T2D = dc.from_pytorch(t2d)
print("\nHow DAPHNE sees the 2d tensor from PyTorch:")
T2D.print().compute()
# Add 100 to each value in T2D.
T2D = T2D + 100.0
# Compute in DAPHNE, transfer result back to Python.
print("\nResult of adding 100, back in Python:")
print(T2D.compute(asPyTorch=True))
print("\n========== 3D TENSOR EXAMPLE ==========\n")
# Create data in PyTorch/numpy.
t3d = torch.tensor(np.random.random(size=(2, 2, 2)))
print("Original 3d tensor in PyTorch:")
print(t3d)
# Transfer data to DaphneLib (lazily evaluated).
T3D, T3D_shape = dc.from_pytorch(t3d, return_shape=True)
print("\nHow DAPHNE sees the 3d tensor from PyTorch:")
T3D.print().compute()
# Add 100 to each value in T3D.
T3D = T3D + 100.0
# Compute in DAPHNE, transfer result back to Python.
print("\nResult of adding 100, back in Python:")
print(T3D.compute(asPyTorch=True))
print("\nResult of adding 100, back in Python (with original shape):")
print(T3D.compute(asPyTorch=True, shape=T3D_shape))
Run by:
Output (random numbers may vary):
========== 2D TENSOR EXAMPLE ==========
Original 2d tensor in PyTorch:
tensor([[0.1205, 0.8747, 0.1717, 0.0216],
[0.7999, 0.6932, 0.4386, 0.0873]], dtype=torch.float64)
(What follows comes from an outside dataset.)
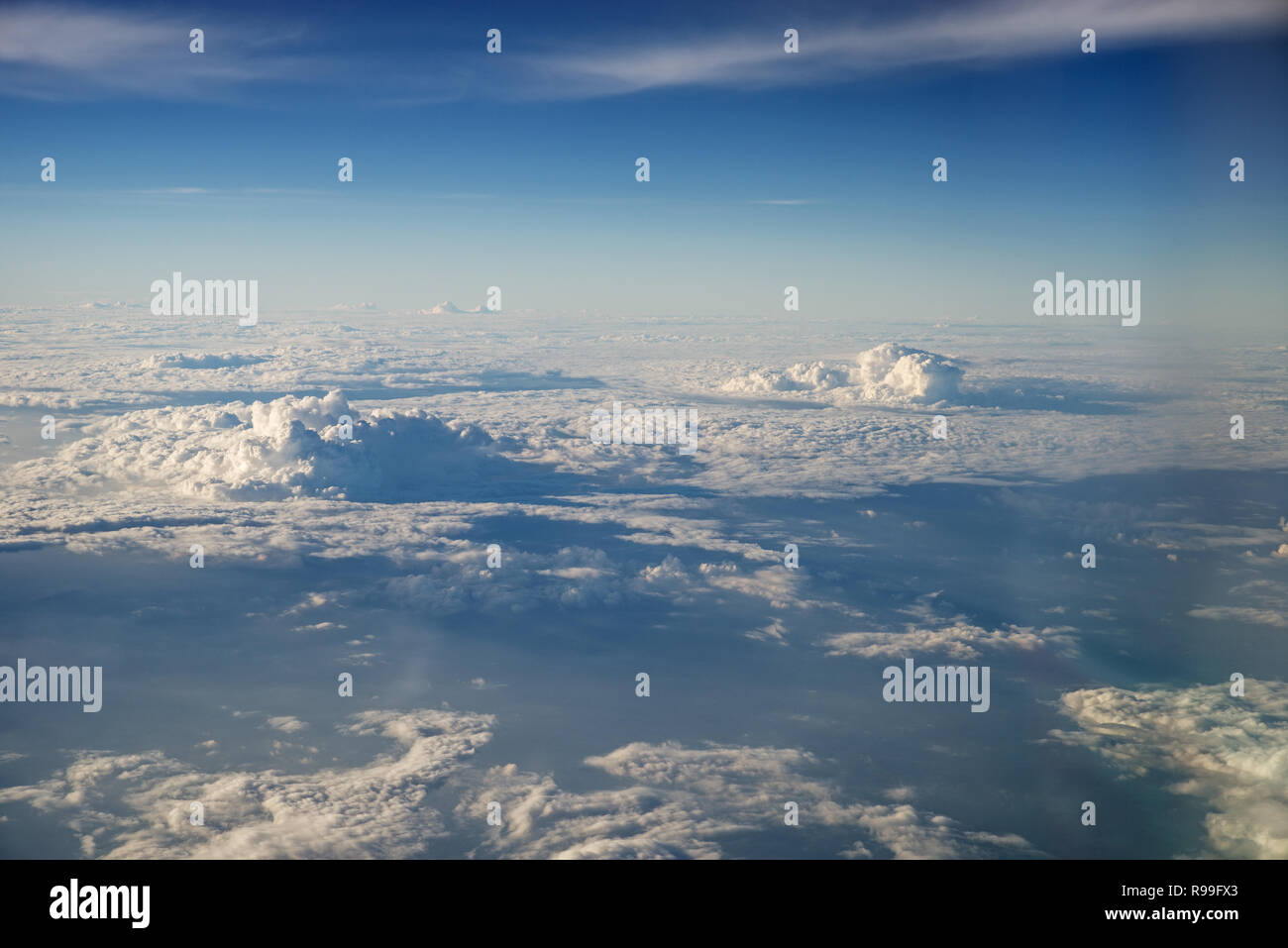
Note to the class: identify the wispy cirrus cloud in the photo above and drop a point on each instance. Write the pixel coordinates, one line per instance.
(65, 52)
How DAPHNE sees the 2d tensor from PyTorch:
DenseMatrix(2x4, double)
0.120505 0.874691 0.171693 0.0215546
0.799858 0.693205 0.438637 0.0872659
Result of adding 100, back in Python:
tensor([[100.1205, 100.8747, 100.1717, 100.0216],
[100.7999, 100.6932, 100.4386, 100.0873]], dtype=torch.float64)
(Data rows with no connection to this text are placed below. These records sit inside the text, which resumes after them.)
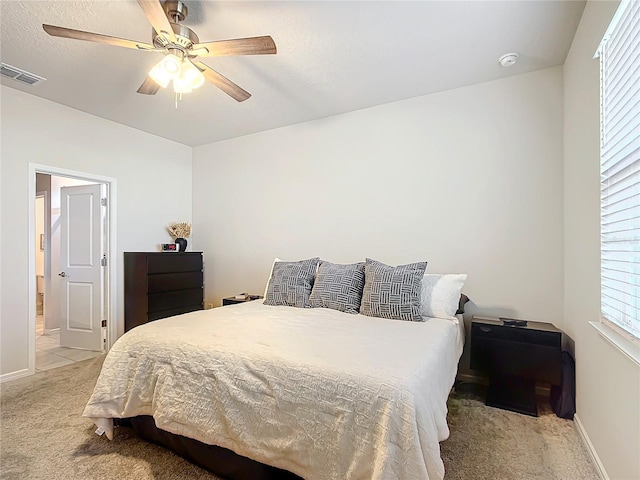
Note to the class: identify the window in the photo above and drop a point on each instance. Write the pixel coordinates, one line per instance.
(619, 55)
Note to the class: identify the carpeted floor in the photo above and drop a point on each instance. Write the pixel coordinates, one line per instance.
(43, 436)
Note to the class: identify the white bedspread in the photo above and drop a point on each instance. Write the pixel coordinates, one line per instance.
(321, 393)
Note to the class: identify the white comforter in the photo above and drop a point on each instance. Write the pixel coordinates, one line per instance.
(323, 394)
========== 3D TENSOR EXAMPLE ==========
Original 3d tensor in PyTorch:
tensor([[[0.5474, 0.9653],
[0.7891, 0.0573]],
[[0.4116, 0.6326],
[0.3148, 0.3607]]], dtype=torch.float64)
How DAPHNE sees the 3d tensor from PyTorch:
DenseMatrix(2x4, double)
0.547449 0.965315 0.78909 0.0572619
0.411593 0.632629 0.314841 0.360657
Result of adding 100, back in Python:
tensor([[100.5474, 100.9653, 100.7891, 100.0573],
[100.4116, 100.6326, 100.3148, 100.3607]], dtype=torch.float64)
Result of adding 100, back in Python (with original shape):
tensor([[[100.5474, 100.9653],
[100.7891, 100.0573]],
[[100.4116, 100.6326],
[100.3148, 100.3607]]], dtype=torch.float64)
Known Limitations
DaphneLib is still in an early development stage. Thus, there are a few limitations that users should be aware of. We plan to fix all of these limitations in the future.
- Using DAPHNE's command-line arguments to influence its behavior is not supported yet.
- Some DaphneDSL built-in functions are not represented by DaphneLib methods yet.
- High-level primitives for integrated data analysis pipelines, which are implemented in DaphneDSL, cannot be called from DaphneLib yet.